How A Bankruptcy Filing Can Affect Your Judgment Collection

The reason why we’re dwelling on that is that there’s a big difference between a judgment and a secured claim such as a mortgage debt in a bankruptcy. And without going into all the nuance of this, because it’s a very complex area, the bottom line is that if you have a judgment, usually—not always, but usually—it is in the category of an unsecured debt. If you have a mortgage, by definition that should be a secured debt because it’s a mortgage on real estate, or could be a mortgage on some other collateral. In a bankruptcy, that second category, where there actually is collateral that is tied to that debt, it has priority.

So again, the point is not to give an entire seminar on bankruptcy law, the point is for you to see the distinction so that when you obtain a judgment, you realize that in a bankruptcy filing, you may be divested of some or all of the money that you are owed. Is there anything else that can be done to collect this judgment, assuming there is no bankruptcy, but also assuming that this person doesn’t have readily available assets? Meaning that there’s nothing that comes up on a search, it’s not clear that they really have much of anything. What else can be done?

And the answer to that is that we should make no assumptions. We should do the due diligence to really understand whether this person does or doesn’t have assets that are collectible.
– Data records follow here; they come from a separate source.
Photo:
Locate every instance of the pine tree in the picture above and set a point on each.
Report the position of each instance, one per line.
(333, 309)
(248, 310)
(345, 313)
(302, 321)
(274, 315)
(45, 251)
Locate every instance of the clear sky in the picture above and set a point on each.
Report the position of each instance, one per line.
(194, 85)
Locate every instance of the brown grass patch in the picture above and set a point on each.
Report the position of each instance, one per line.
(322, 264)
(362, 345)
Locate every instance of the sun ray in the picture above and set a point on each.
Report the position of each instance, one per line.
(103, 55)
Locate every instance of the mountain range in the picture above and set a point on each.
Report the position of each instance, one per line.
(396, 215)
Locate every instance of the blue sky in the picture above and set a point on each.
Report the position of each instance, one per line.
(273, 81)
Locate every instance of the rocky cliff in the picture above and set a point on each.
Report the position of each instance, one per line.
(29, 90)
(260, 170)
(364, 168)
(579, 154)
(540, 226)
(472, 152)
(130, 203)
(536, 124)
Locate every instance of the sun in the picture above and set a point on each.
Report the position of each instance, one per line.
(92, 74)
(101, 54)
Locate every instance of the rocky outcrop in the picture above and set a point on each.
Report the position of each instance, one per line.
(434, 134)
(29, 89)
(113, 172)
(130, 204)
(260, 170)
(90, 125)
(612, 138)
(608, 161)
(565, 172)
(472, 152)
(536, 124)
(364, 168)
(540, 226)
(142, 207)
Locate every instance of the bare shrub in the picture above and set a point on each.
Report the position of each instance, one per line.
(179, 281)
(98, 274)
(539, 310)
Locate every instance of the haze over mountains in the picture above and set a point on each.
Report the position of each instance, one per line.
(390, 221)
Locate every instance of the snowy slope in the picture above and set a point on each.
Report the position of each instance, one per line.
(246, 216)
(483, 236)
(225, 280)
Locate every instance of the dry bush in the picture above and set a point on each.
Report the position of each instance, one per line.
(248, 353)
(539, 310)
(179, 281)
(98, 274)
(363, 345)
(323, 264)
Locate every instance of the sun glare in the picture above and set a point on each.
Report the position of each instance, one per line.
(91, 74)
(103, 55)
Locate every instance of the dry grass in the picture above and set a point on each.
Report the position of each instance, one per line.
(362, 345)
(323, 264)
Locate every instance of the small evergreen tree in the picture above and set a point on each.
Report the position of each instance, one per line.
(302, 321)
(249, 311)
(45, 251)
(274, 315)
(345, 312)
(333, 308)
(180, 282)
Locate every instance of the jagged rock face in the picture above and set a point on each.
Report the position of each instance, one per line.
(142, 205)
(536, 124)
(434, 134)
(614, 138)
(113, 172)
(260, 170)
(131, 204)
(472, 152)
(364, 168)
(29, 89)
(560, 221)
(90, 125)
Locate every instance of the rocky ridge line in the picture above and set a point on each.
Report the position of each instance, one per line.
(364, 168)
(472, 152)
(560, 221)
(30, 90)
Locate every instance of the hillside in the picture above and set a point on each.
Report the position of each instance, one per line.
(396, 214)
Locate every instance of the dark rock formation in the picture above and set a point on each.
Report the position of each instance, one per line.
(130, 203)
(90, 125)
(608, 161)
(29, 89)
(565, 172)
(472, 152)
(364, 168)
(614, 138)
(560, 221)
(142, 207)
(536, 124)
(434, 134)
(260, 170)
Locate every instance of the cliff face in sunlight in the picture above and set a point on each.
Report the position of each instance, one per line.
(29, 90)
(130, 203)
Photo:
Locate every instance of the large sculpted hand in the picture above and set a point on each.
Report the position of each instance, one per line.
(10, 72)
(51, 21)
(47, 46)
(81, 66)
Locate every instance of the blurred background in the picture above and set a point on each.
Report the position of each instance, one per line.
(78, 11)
And again, state laws vary but the basic thrust is there’s usually a procedure post-judgment to take a statement under oath about the person’s assets. This could be something as simple as serving what under some state laws and procedures are called an information subpoena, in which the subpoena requests that the judgment debtor provide answers to questions about where their assets are being kept. Everything from any real estate they may own or any vehicles they may own, any jobs they have in which they’re getting a salary, there could be some kind of wage garnishment, that sort of thing, all the way up to a stamp collection, or unusual pottery, in which these collectibles could be sold to pay the debts to creditors.

“When the trial is over, the post-judgment procedures essentially start…”

The basic thrust here is that you don’t just take anyone’s word for it. You have to do an investigation, and the investigation generally should start by using the procedures available to you to actually ask the debtor themselves what they have. A variation on that is you might ask their accountant to produce tax returns, to produce other records relating to their finances. You might ask family members if there’s someone else who shares assets with them, such as a home. That sort of thing.

But the idea here is that when you obtain a judgment, when the trial is over, the post-judgment procedures essentially start and you have an entirely new set of procedures that you need to follow in order to be sure that that judgment results—we hope—in your getting paid.

This is Gary Nissenbaum. You have been listening to Laying Down the Nissen-law. Thank you.

Legal disclaimer: The information contained in this podcast does not constitute legal advice, nor a legal opinion. It should not be relied upon in any specific situation. The reader is urged to consult an attorney of their choosing with respect to any legal question they may have.